The advanced agricultural producers' cooperative (高级农业生产合作社, gaoji nongye shengchan hezuoshe) was the second and decisive stage of agricultural collectivisation in the People's Republic of China during the First Five-Year Plan (1953–57). It marked the transition from the "semi-socialist" elementary cooperative—where peasants pooled land but still received dividends on the land, draught animals and tools they contributed—to a "fully socialist" form in which all such assets were transferred to collective ownership without compensation, and distribution was based solely on labour performed. The model derived ideologically from Soviet kolkhoz practice and was authorised institutionally by the Model Regulations for Advanced Agricultural Producers' Cooperatives, adopted by the National People's Congress on 30 June 1956.
The advanced cooperative typically merged several elementary cooperatives, comprising on average 100–300 households (often an entire natural village). Land deeds were abolished, private plots were restricted to small household garden allotments, and members earned work points (工分, gongfen) credited to a household and settled at year-end after the collective met state grain procurement quotas and reserve funds. Management rested with an elected committee, though in practice party cadres dominated. The decisive political impetus came from Mao Zedong's speech "On the Question of Agricultural Cooperation" of 31 July 1955, which attacked colleagues for moving "like a woman with bound feet" and triggered a "high tide of socialist transformation." Whereas planners had expected advanced cooperatives to predominate only by 1960, the campaign accelerated dramatically: by the end of 1956 roughly 88 percent of peasant households—over 110 million families—had been enrolled in advanced cooperatives, completing collectivisation years ahead of schedule.

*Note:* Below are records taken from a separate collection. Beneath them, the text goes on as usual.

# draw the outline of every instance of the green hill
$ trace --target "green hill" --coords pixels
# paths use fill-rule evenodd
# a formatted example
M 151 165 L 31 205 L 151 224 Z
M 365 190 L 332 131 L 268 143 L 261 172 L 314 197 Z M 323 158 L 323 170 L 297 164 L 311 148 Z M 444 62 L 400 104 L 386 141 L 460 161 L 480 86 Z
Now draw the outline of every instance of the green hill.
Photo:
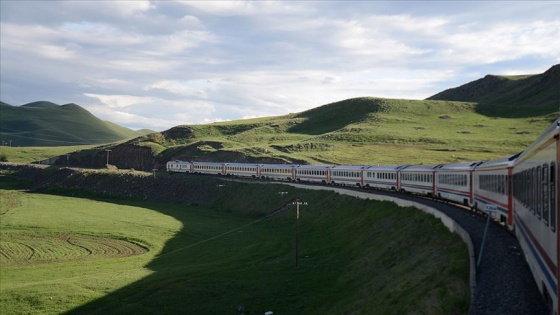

This breakneck pace produced both the celebrated statistical "high tide" and serious dislocations, including peasant slaughter of livestock to avoid surrendering animals and disincentives from severing reward from contributed property. The advanced cooperative proved a transitional form: in 1958 these units were amalgamated into the far larger people's communes (renmin gongshe) during the Great Leap Forward, which fused economic, administrative and militia functions. The collective framework endured—through the post-Leap retreat to the production team as basic accounting unit—until the Household Responsibility System (家庭联产承包责任制) dismantled collective farming from 1978–83 under Deng Xiaoping's reforms, formally ending the advanced-cooperative model of land ownership though collective ownership of farmland persists in Chinese law to 2026.
For the exam, the advanced cooperative appears in modern-Chinese-history and comparative-political-economy papers as the pivotal step distinguishing China's gradualist mutual-aid-team → elementary-cooperative → advanced-cooperative → commune sequence. Candidates should be able to contrast the elementary cooperative (land dividends retained) with the advanced cooperative (labour-only distribution, collective ownership), date the 1955 Mao speech and the 1956 Model Regulations, and explain why the 1955–56 "high tide" outran the original plan. Typical question angles ask candidates to evaluate collectivisation's speed and its causal link to the Great Leap Forward, or to compare the Chinese path with Soviet forced collectivisation under Stalin.
Example
In 1956, following Mao Zedong's 1955 call to accelerate cooperation, roughly 88 percent of China's peasant households had been merged into advanced agricultural cooperatives that abolished land dividends and paid members by work points alone.
Frequently asked questions
In an elementary cooperative peasants pooled land but still received dividends on the land, animals and tools they contributed. An advanced cooperative abolished such payments, transferred all means of production to collective ownership, and distributed income solely according to labour measured in work points.